= IAF MLA =

The International Accreditation Forum (IAF) Multilateral Recognition Arrangement (MLA) is an agreement for the mutual recognition of accredited certification between IAF Accreditation Body (AB) Member signatories. This agreement allows for the acceptance of accredited certification in many markets based on one accreditation. The worldwide recognition of certificates granted by IAF MLA signatories and their accredited bodies removes technical barriers to trade, reduces costs and adds value to business and customers.

Admittance to the MLA is granted after evaluation of an AB's operations by a peer evaluation team that ensures the AB is compliant with both international standards and IAF requirements. IAF members invest significant effort and resources into maintaining the integrity of the MLA, thereby retaining the confidence of businesses, specifiers and regulators.
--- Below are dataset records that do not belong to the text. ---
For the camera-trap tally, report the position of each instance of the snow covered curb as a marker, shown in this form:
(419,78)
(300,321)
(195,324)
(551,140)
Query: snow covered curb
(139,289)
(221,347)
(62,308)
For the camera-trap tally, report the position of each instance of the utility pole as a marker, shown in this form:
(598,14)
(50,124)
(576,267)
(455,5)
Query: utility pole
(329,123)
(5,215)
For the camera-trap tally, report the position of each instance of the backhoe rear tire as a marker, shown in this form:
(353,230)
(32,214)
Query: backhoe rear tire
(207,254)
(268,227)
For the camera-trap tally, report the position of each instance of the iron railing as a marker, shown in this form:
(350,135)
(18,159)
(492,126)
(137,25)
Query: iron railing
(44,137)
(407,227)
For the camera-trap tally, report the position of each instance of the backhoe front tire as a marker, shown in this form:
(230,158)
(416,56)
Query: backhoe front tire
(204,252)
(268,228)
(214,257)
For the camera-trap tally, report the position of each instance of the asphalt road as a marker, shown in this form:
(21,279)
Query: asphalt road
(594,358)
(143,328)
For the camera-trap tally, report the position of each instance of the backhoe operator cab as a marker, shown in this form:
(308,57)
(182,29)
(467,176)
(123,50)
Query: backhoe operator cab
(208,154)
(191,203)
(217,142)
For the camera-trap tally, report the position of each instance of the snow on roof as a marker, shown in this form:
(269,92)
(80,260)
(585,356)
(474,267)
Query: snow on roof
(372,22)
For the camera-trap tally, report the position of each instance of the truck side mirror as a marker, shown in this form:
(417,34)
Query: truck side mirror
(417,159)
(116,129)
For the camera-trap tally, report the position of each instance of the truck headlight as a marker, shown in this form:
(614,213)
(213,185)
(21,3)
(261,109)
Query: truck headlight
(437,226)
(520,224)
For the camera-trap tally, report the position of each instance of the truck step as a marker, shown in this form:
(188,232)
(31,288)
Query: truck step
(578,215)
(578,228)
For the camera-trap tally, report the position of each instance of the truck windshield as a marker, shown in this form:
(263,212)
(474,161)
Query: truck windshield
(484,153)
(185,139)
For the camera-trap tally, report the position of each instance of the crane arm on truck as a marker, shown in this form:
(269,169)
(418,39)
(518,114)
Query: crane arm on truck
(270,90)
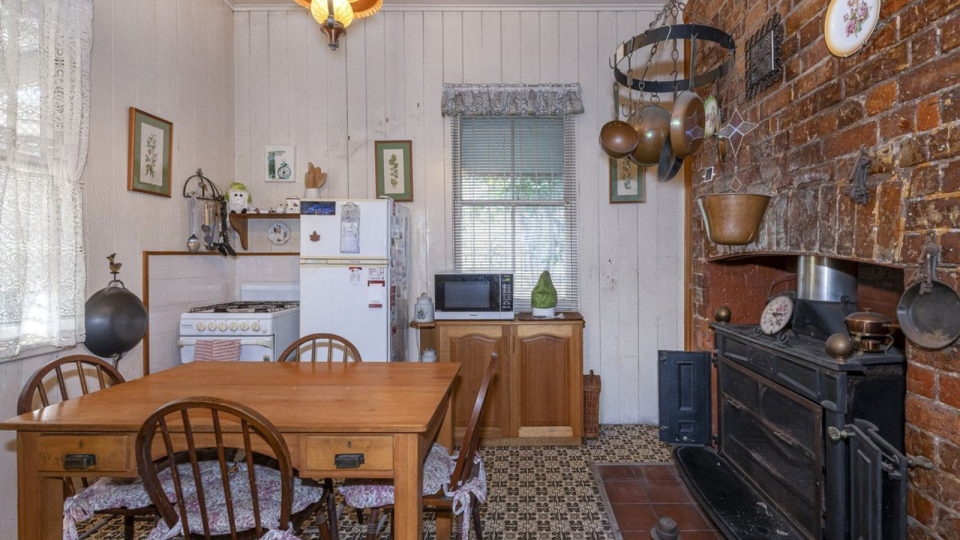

The IAF MLA covers management systems, products, personnel and validation and verification. It is composed of main and sub-scopes as defined in IAF PL 3: Policies and Procedures on the IAF MLA Structure and for Expansion of the Scope of the IAF MLA and illustrated in the IAF MLA Status document. Certificates issued on the basis of an IAF MLA main scope are considered equally trustworthy because the certification or validation and verification bodies conform to the same standard, while certificates issued on the basis of a sub-scope are considered equivalent due to being based on the same IAF-endorsed standard or sector scheme.

IAF MLA signatories and their accredited conformity assessment bodies may use the IAF MLA Mark subject to the terms defined in IAF ML 2: General Principles on the Use of the IAF MLA Mark. The MLA Mark provides assurance that the issuing conformity assessment bodies are competent and can be trusted.

Not all IAF members are MLA signatories, nor have all signatories signed the MLA for all accreditation standards. A list of IAF MLA signatories is available on the IAF website.